Personal information
- Full name: Era Baumann
- Born: 10 April 2007 (age 19) Zurich, Switzerland
- Nationality: Swiss
- Height: 1.72 m (5 ft 8 in)
- Playing position: Left wing

Club information
- Current club: Viborg HK
- Number: 7

Senior clubs
- Years: Team
- 2022–2025: GC Amicitia Zürich
- 2025–: Viborg HK

National team ^{1}
- Years: Team / Apps / (Gls)
- 2024–: Switzerland / 20 / (23)

= Era Baumann =

Swiss handball player

Era Baumann (born 10 April 2007) is a Swiss female handballer for Viborg HK in Denmark and the Swiss national team. She has previously played for GC Amicitia Zürich and TV Unterstrass in her youth years.

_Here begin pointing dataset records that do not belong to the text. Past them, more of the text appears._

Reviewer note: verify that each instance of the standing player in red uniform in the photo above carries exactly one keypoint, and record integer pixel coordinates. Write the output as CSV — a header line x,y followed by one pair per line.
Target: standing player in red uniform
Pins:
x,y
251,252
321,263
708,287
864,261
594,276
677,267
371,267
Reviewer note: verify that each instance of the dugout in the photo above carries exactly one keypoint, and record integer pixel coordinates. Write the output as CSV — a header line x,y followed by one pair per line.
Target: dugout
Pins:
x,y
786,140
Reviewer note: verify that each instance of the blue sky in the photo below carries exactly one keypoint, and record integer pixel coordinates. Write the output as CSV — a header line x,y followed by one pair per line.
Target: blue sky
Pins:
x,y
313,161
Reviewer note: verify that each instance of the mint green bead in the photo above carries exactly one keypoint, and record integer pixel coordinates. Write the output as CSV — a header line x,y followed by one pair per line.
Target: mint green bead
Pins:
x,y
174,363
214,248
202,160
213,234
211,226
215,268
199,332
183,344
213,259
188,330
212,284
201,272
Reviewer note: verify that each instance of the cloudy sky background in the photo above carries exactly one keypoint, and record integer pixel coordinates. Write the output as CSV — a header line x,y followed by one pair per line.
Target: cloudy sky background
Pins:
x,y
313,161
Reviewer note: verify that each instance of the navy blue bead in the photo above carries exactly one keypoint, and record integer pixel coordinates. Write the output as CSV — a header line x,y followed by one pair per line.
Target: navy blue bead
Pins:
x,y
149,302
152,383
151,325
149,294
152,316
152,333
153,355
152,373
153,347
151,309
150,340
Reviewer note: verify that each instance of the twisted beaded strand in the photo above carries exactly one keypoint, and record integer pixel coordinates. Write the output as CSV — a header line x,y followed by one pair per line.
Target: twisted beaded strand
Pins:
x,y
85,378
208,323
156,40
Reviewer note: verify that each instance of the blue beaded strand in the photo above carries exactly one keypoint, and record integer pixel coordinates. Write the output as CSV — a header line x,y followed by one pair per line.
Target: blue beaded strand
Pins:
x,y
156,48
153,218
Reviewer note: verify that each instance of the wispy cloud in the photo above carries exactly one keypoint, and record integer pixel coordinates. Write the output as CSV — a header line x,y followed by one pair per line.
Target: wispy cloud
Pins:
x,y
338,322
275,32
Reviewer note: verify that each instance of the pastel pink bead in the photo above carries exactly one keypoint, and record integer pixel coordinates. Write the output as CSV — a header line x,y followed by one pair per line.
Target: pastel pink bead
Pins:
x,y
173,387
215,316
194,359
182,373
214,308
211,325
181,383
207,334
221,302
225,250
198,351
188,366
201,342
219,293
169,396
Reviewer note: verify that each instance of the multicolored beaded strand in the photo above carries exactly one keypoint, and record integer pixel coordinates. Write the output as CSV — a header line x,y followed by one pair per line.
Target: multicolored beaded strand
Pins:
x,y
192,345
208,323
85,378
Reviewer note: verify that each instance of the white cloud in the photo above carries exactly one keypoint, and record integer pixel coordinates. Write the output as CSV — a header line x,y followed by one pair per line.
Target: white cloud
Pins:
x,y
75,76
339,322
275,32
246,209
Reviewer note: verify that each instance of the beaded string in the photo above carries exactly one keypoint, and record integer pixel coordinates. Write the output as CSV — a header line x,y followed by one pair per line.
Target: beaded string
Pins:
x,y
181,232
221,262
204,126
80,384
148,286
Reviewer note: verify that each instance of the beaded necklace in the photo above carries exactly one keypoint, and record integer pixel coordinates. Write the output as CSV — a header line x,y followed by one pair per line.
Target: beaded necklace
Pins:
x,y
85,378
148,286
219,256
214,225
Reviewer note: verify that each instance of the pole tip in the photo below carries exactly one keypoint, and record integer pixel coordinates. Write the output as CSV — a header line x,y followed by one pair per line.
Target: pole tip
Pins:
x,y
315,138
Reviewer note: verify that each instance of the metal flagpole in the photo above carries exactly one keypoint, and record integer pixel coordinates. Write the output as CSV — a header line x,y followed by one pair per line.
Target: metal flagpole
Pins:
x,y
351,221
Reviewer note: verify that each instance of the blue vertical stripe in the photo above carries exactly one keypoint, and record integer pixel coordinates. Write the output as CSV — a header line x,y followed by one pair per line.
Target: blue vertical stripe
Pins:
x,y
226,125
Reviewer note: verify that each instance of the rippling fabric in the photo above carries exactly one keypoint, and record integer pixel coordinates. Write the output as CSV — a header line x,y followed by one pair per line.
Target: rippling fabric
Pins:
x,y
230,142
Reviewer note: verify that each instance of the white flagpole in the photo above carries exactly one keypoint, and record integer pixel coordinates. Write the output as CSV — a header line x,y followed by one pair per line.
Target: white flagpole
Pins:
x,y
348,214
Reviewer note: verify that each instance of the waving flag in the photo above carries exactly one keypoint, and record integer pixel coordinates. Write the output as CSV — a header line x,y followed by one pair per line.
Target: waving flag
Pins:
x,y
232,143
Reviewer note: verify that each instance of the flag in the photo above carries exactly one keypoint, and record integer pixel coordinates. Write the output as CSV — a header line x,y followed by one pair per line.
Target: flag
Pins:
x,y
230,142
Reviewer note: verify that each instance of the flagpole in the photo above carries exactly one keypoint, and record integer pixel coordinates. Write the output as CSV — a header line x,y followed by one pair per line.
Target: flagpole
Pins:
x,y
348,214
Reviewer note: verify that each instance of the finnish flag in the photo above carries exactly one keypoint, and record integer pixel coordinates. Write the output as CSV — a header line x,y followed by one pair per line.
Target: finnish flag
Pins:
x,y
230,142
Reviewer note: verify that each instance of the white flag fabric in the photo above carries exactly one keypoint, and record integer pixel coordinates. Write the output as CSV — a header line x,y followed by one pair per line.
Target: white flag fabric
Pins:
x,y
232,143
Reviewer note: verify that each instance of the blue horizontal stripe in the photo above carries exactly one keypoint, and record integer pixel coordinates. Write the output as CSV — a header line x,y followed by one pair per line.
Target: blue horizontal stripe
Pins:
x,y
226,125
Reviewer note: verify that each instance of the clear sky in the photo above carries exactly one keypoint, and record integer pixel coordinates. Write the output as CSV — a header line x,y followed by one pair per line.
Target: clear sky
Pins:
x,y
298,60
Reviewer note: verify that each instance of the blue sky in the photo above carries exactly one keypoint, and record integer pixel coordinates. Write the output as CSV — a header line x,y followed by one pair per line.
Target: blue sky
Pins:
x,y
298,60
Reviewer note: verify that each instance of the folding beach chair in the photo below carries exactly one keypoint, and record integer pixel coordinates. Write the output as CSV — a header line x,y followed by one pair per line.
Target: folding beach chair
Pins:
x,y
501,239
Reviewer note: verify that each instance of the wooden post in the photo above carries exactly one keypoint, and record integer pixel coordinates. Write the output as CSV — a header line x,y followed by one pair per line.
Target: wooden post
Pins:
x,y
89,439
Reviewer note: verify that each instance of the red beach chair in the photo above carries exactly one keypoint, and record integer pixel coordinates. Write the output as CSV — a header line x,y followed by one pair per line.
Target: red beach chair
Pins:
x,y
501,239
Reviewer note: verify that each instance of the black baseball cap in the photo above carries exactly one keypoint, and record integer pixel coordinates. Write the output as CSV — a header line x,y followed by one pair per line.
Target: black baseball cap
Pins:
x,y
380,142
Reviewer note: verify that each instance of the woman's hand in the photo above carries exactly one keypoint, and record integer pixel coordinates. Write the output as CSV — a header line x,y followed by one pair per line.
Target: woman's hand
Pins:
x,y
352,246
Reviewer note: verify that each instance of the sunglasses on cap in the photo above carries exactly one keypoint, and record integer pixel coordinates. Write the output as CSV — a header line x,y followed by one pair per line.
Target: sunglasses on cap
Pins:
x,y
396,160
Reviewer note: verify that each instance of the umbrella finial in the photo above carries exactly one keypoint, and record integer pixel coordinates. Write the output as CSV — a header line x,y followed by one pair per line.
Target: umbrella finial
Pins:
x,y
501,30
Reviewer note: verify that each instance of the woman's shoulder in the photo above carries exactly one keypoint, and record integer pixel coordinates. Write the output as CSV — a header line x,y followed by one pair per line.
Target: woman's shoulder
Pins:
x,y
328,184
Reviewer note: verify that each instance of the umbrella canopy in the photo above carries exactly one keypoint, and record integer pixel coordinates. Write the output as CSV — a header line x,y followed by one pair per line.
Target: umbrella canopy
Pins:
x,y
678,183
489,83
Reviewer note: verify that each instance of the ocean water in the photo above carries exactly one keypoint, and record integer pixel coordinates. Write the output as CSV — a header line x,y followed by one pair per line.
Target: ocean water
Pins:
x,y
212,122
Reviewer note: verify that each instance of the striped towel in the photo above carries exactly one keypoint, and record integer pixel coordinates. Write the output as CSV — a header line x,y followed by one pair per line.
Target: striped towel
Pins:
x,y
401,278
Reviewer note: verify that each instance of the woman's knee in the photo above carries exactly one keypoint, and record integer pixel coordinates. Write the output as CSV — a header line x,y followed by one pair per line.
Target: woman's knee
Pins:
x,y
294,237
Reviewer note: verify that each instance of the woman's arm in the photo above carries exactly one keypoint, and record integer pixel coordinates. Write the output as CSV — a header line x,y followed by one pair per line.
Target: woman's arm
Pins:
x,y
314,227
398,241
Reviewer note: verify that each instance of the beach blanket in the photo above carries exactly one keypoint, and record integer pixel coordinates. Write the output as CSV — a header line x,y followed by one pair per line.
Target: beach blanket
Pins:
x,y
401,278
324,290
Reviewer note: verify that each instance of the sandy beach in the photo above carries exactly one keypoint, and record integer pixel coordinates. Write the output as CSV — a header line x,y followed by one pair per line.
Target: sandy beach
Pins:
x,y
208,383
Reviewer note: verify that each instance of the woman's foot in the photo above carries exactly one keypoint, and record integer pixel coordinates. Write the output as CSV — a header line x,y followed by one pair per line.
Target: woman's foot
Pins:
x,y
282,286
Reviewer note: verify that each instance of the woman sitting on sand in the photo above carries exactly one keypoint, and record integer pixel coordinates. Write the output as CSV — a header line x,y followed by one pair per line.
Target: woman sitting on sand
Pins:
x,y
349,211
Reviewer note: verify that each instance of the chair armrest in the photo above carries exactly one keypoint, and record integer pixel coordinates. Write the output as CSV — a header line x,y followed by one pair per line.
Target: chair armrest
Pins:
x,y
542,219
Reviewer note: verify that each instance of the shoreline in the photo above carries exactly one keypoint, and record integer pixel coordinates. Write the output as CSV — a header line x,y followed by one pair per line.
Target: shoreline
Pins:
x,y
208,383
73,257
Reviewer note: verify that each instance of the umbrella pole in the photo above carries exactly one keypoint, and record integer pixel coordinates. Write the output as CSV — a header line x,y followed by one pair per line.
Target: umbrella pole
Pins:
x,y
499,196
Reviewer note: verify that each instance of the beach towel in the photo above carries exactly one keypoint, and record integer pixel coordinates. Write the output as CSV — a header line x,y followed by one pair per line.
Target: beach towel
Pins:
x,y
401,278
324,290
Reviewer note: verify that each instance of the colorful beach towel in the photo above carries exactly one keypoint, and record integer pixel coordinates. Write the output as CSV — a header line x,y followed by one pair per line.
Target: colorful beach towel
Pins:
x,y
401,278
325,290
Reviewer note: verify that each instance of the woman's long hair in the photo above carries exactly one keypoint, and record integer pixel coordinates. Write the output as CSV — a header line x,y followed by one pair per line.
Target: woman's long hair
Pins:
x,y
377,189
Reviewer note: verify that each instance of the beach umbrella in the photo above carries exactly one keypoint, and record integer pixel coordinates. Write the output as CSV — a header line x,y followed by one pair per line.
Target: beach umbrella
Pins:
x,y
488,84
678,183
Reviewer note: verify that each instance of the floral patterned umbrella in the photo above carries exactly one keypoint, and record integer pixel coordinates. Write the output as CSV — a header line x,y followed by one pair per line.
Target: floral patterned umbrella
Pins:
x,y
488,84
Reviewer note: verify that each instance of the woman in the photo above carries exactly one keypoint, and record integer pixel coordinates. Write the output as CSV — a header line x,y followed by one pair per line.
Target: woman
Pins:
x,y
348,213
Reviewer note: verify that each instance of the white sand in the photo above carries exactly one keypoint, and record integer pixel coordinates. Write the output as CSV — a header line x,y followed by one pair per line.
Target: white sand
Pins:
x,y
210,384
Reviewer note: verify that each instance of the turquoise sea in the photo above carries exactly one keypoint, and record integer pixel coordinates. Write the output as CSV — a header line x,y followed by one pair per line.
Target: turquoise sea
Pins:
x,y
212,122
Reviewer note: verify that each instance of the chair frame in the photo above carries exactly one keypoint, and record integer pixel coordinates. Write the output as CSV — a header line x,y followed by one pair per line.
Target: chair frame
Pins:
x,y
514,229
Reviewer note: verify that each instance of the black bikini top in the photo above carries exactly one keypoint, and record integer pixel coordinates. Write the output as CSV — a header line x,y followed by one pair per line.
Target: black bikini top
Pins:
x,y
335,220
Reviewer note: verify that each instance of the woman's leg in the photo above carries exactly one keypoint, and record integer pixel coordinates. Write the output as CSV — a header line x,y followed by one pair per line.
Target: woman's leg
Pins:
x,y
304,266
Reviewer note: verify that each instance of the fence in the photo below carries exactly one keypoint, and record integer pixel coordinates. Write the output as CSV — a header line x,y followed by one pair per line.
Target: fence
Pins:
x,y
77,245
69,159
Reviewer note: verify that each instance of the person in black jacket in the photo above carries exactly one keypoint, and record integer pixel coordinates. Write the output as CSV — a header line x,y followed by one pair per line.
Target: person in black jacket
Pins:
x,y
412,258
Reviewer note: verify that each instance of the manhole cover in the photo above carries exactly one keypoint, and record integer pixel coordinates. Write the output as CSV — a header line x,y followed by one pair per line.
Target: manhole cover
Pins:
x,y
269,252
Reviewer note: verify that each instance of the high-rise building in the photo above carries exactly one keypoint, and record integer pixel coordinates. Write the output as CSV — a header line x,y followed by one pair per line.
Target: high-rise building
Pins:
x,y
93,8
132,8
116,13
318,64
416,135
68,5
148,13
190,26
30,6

Baumann made her official debut on the Swiss national team on 13 April 2024, against Slovakia at the age 16 years. She represented Switzerland for the first time at the 2024 European Women's Handball Championship in Switzerland, Hungary and Austria. She has also a strong record on the National youth team, participating at 2024 IHF Women's U18 Handball World Championship in China, where she also made it to the official All-Star team for right wing of the tournament.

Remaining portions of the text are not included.